Segundo o documento, o caso tem origem em um Inquérito Civil instaurado em 2018 para acompanhar um pedido de regularização fundiária iniciado em meados de 2006. A área em questão está sob gestão da Suframa, e o impasse sobre a destinação do território motivou a adoção de um novo instrumento administrativo.
“As terras estão sob a gestão da Superintendência da Zona Franca de Manaus (Suframa) e, diante do impasse na destinação coletiva e contínua do território, a Funai apontou o interesse da comunidade na doação da área à União Federal, por ser a medida que melhor se compatibiliza com a proteção dos direitos territoriais indígenas”, diz a Portaria nº 32.
O MPF destaca que o Procedimento Administrativo é o instrumento adequado para acompanhar de forma contínua políticas públicas e articulações institucionais, especialmente em casos que exigem soluções administrativas consensuais.
“A matéria envolve coordenação interinstitucional e a construção de soluções administrativas consensuais, o que descaracteriza a necessidade de um Inquérito Civil e exige a tramitação de um Procedimento Administrativo”, afirma o documento.
Na portaria, o procurador também ressalta a atribuição constitucional do Ministério Público Federal na defesa dos direitos das populações indígenas e dos interesses coletivos.

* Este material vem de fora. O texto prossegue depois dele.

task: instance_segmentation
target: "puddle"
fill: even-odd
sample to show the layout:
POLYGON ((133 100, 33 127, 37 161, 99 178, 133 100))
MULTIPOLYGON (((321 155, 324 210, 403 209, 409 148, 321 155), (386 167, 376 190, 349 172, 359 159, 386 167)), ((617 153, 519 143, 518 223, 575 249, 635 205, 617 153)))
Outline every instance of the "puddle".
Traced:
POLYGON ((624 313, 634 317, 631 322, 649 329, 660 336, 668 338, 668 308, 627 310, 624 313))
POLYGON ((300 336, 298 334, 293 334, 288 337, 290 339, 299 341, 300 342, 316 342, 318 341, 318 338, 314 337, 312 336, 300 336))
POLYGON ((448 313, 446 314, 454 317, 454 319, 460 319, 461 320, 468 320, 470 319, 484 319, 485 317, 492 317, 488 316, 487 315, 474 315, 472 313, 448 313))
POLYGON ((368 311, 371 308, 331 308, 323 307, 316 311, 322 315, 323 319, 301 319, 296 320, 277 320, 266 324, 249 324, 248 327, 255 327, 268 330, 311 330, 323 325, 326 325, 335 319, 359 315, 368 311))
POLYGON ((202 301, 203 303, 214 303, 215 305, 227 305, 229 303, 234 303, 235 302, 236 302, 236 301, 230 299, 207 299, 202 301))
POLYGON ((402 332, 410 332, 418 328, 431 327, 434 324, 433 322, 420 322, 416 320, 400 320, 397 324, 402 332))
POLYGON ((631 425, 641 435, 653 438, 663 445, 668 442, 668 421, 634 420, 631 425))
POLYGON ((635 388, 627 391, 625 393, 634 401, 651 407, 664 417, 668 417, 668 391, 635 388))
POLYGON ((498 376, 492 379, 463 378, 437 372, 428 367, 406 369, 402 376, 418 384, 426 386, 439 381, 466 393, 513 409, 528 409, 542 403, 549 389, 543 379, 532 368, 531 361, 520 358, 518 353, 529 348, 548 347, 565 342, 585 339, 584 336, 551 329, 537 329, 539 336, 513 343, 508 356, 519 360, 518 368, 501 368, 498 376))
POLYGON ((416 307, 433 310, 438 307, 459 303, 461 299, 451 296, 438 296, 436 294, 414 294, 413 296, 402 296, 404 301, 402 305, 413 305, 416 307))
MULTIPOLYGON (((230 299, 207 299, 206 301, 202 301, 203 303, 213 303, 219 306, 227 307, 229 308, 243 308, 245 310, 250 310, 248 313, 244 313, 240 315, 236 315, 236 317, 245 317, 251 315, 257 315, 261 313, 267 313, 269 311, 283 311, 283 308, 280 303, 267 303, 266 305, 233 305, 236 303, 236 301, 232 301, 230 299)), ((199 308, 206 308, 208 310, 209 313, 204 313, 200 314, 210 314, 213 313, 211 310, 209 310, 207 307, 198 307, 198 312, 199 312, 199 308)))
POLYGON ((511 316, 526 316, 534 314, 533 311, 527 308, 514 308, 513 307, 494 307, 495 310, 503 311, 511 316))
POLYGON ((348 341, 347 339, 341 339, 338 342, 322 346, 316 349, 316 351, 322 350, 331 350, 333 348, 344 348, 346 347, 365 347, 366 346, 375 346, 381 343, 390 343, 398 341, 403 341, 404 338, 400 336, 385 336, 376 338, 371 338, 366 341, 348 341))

“O Ministério Público Federal atua na defesa dos direitos difusos e coletivos, na defesa judicial e extrajudicial das populações indígenas”, declarou o procurador Eduardo Jesus Sanches, conforme registrado na portaria.
Entre as primeiras providências determinadas estão a autuação e o registro do procedimento no âmbito da Procuradoria da República no Amazonas, a comunicação da instauração à 6ª Câmara de Coordenação e Revisão do MPF e a organização das informações necessárias para o andamento do processo.
Com a instauração do procedimento, o Ministério Público Federal passará a acompanhar de forma permanente as negociações entre Funai e Suframa até que sejam adotadas as medidas voltadas à regularização da área ocupada pela comunidade indígena Kokama.